In the past, the government had issued treasury bonds to settle the debts of the Bangladesh Petroleum Corporation and the Bangladesh Jute Mills Corporation. A similar approach now seems likely for the Bangladesh Sugar and Food Industries Corporation (BSFIC). While issuing bonds may help banks recover their non-performing loans in the sugar industry, it does not address the underlying problem. Ultimately, the burden of these ever-growing debts will fall on the government. The prospect of financial viability of state-owned sugar mills is bleak.
The mills have been incurring a loss of about Tk 140 for each kilogram of sugar with the production cost reaching at Tk 300 as against the selling price of Tk 160 (Brown Sugar).
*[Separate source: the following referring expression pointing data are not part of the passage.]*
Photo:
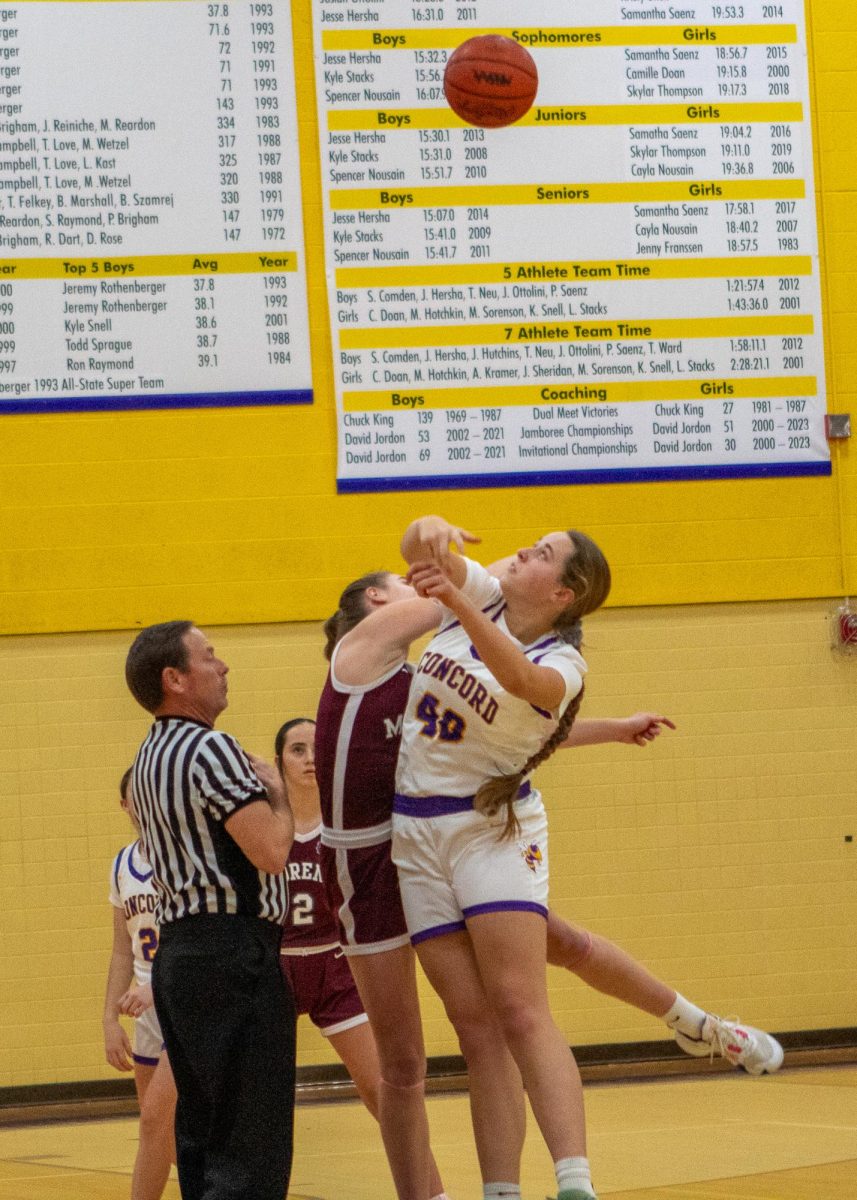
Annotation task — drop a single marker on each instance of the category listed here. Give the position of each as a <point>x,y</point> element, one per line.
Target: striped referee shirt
<point>187,780</point>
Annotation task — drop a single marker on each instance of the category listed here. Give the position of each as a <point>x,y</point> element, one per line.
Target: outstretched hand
<point>643,727</point>
<point>436,537</point>
<point>431,582</point>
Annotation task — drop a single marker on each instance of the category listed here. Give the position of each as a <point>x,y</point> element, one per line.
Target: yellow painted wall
<point>717,855</point>
<point>118,520</point>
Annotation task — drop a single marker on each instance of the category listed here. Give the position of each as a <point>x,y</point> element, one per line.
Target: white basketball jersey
<point>133,892</point>
<point>460,726</point>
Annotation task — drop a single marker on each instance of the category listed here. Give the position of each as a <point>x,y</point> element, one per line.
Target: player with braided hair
<point>486,706</point>
<point>359,727</point>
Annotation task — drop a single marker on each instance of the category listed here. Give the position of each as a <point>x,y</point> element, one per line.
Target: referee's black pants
<point>228,1025</point>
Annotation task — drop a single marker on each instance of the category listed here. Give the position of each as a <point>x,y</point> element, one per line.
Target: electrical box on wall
<point>844,628</point>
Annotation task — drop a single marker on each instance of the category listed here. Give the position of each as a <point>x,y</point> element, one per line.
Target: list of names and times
<point>150,211</point>
<point>622,286</point>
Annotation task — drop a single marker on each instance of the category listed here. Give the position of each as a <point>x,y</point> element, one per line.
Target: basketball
<point>490,81</point>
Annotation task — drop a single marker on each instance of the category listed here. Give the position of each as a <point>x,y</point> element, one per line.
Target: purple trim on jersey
<point>431,805</point>
<point>442,805</point>
<point>143,879</point>
<point>455,927</point>
<point>496,617</point>
<point>117,864</point>
<point>507,906</point>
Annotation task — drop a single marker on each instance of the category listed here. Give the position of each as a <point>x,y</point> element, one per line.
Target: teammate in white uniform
<point>493,695</point>
<point>135,942</point>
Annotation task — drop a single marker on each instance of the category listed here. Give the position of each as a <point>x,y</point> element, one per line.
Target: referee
<point>217,831</point>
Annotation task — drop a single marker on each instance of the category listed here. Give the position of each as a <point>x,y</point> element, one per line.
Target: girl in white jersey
<point>493,695</point>
<point>135,942</point>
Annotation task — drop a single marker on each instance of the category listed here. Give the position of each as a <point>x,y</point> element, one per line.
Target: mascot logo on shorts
<point>532,856</point>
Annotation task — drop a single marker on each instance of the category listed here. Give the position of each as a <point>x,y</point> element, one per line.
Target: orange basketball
<point>490,81</point>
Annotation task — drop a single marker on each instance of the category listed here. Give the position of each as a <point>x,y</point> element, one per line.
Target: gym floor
<point>792,1137</point>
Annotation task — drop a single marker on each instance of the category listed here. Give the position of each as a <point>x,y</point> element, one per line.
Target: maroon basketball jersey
<point>357,744</point>
<point>310,922</point>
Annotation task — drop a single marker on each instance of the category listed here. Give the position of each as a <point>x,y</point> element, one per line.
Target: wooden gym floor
<point>792,1137</point>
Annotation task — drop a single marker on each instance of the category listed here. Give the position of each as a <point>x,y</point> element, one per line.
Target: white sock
<point>684,1017</point>
<point>574,1174</point>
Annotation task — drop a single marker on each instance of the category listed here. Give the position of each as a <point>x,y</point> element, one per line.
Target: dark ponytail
<point>352,609</point>
<point>502,790</point>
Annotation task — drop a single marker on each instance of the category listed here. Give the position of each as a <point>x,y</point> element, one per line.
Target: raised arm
<point>511,669</point>
<point>639,730</point>
<point>383,639</point>
<point>430,540</point>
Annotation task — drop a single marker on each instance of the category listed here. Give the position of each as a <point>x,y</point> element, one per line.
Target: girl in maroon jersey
<point>311,958</point>
<point>358,739</point>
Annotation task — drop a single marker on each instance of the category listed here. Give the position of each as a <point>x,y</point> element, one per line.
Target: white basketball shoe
<point>753,1050</point>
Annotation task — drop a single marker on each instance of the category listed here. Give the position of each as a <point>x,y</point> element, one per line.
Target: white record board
<point>150,209</point>
<point>622,286</point>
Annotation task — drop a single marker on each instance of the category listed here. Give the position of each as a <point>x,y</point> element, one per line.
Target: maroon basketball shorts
<point>363,888</point>
<point>323,988</point>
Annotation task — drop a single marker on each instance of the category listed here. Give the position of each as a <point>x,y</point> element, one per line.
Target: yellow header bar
<point>550,117</point>
<point>565,393</point>
<point>569,273</point>
<point>400,196</point>
<point>118,267</point>
<point>515,334</point>
<point>561,37</point>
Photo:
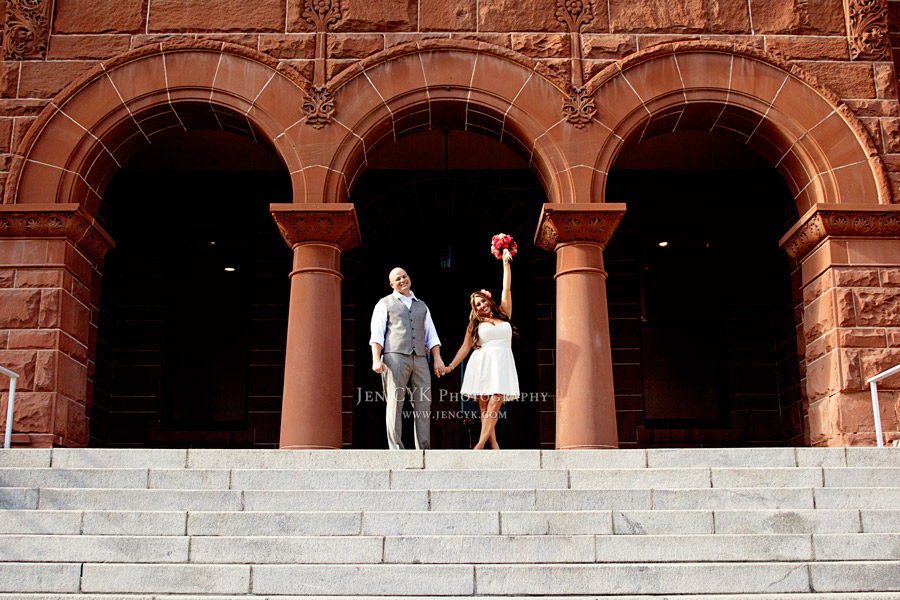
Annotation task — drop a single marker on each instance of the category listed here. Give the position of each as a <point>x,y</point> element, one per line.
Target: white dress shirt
<point>379,321</point>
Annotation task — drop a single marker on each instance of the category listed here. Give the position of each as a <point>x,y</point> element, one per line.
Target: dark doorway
<point>701,302</point>
<point>437,224</point>
<point>193,310</point>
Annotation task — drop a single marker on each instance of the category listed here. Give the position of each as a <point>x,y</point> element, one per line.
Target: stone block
<point>570,500</point>
<point>190,479</point>
<point>349,580</point>
<point>36,522</point>
<point>873,457</point>
<point>857,547</point>
<point>766,478</point>
<point>353,45</point>
<point>787,521</point>
<point>137,523</point>
<point>688,16</point>
<point>291,46</point>
<point>25,457</point>
<point>305,459</point>
<point>18,498</point>
<point>20,308</point>
<point>733,499</point>
<point>102,458</point>
<point>586,479</point>
<point>556,522</point>
<point>334,500</point>
<point>130,500</point>
<point>880,520</point>
<point>274,523</point>
<point>74,478</point>
<point>45,79</point>
<point>431,523</point>
<point>860,498</point>
<point>165,579</point>
<point>877,307</point>
<point>40,578</point>
<point>318,479</point>
<point>521,15</point>
<point>881,576</point>
<point>439,15</point>
<point>100,16</point>
<point>720,457</point>
<point>542,45</point>
<point>593,459</point>
<point>716,578</point>
<point>434,479</point>
<point>481,500</point>
<point>466,459</point>
<point>216,15</point>
<point>663,522</point>
<point>489,549</point>
<point>286,549</point>
<point>703,548</point>
<point>821,457</point>
<point>80,47</point>
<point>863,477</point>
<point>89,548</point>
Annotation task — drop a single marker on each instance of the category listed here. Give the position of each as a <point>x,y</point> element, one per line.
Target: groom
<point>402,335</point>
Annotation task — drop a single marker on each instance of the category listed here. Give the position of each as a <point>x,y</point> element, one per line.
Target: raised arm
<point>506,296</point>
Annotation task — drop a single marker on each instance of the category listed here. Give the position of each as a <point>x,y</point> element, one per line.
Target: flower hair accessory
<point>503,245</point>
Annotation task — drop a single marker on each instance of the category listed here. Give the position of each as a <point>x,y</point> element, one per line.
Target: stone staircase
<point>762,524</point>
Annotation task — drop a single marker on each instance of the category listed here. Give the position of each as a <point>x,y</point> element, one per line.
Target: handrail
<point>873,387</point>
<point>7,439</point>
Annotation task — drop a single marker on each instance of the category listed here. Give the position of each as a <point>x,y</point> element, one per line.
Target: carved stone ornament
<point>326,222</point>
<point>70,221</point>
<point>579,108</point>
<point>322,13</point>
<point>318,106</point>
<point>844,220</point>
<point>867,29</point>
<point>25,29</point>
<point>575,13</point>
<point>589,222</point>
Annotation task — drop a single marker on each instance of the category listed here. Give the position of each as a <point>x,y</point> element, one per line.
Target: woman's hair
<point>475,319</point>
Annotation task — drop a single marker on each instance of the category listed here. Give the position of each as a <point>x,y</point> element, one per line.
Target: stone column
<point>50,260</point>
<point>849,259</point>
<point>311,405</point>
<point>585,399</point>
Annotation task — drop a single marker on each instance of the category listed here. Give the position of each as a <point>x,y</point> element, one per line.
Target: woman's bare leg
<point>489,418</point>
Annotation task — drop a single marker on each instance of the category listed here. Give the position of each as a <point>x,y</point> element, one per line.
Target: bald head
<point>399,281</point>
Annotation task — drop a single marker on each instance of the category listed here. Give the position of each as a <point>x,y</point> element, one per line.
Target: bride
<point>490,375</point>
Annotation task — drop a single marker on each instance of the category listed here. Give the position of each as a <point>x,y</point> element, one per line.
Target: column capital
<point>324,222</point>
<point>70,221</point>
<point>844,220</point>
<point>583,221</point>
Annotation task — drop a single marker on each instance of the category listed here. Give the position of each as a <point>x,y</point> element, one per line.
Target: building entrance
<point>437,224</point>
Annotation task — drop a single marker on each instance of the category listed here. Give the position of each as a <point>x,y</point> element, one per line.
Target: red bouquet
<point>503,245</point>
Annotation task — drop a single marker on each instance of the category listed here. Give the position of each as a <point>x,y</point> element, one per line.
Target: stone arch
<point>103,118</point>
<point>421,85</point>
<point>817,144</point>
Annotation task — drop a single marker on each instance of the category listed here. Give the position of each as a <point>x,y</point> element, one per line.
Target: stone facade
<point>810,86</point>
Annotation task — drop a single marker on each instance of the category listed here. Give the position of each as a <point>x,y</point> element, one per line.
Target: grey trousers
<point>407,373</point>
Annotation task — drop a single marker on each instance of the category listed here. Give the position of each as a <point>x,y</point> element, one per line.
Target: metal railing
<point>9,407</point>
<point>873,386</point>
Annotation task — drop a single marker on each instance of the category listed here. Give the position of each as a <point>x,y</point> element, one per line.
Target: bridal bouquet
<point>503,245</point>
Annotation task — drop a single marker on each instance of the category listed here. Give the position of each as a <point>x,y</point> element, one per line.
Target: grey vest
<point>406,328</point>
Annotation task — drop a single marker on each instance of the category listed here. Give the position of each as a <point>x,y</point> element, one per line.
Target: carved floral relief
<point>867,29</point>
<point>25,29</point>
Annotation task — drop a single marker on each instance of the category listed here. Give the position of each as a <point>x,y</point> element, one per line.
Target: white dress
<point>491,368</point>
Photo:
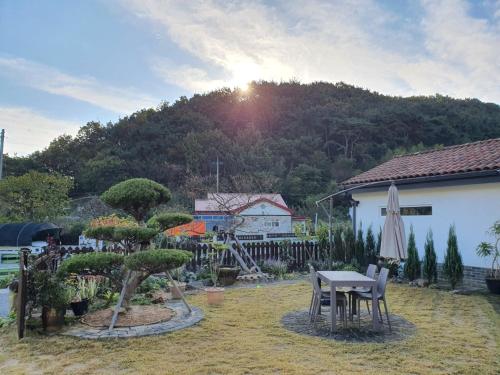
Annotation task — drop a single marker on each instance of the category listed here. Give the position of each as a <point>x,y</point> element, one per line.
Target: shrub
<point>430,259</point>
<point>370,248</point>
<point>155,261</point>
<point>453,268</point>
<point>92,263</point>
<point>275,267</point>
<point>136,196</point>
<point>360,246</point>
<point>169,220</point>
<point>412,264</point>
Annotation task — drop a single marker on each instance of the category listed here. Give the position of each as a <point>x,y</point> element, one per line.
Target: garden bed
<point>137,315</point>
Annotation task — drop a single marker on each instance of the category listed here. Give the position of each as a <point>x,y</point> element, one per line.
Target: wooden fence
<point>297,253</point>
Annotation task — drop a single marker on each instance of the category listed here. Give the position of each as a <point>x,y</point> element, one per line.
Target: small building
<point>253,217</point>
<point>457,185</point>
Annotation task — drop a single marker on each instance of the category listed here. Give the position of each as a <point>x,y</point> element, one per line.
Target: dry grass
<point>455,335</point>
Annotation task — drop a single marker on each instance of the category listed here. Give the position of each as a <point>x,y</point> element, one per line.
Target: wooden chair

Naturally, sales remain stagnant, leading to an unsold stockpile, as imported raw sugar is significantly cheaper. It happens because production process of the mills is inefficient. Recovery rate from sugarcane is among the lowest in the world.
Beyond incurring financial losses, the sugar mills have failed to fulfil their stated objective. The objective was to safeguard sugar from private-sector monopolies through state intervention. However, the mills have had little to no influence on the market. Bangladesh's annual sugar demand is estimated at around 2.4 million tonnes, yet domestic production is just 30,000 tonnes-barely 1.0 per cent of the requirement. Consequently, the country is almost entirely dependent on imports to meet demand. Worse still, the government often imposes high import duties on raw sugar, seemingly to offset the mills' financial losses, thereby pushing up domestic sugar prices.
Maintaining these mills in their current state, therefore, is not only economically unsustainable but also counterproductive. But shutting down the mills remains a politically sensitive issue, as it would leave thousands of employees jobless. The fate of hundreds of thousands of sugarcane farmers is also tied to the state of the mills, even though sugarcane acreage in areas surrounding the mills has long been declining due to deteriorating health of the sugar mills. Nonetheless, continued subsidies in the form of state-guaranteed loans-poured into what is essentially a bottomless basket-make no economic sense. A decisive course of action is required. The sugar mills must either be divested, with assets auctioned and liabilities settled, or privatised to allow for restructuring and revitalisation under more efficient management. The government must perform the necessary surgery swiftly to prevent the state's financial haemorrhage spreading further.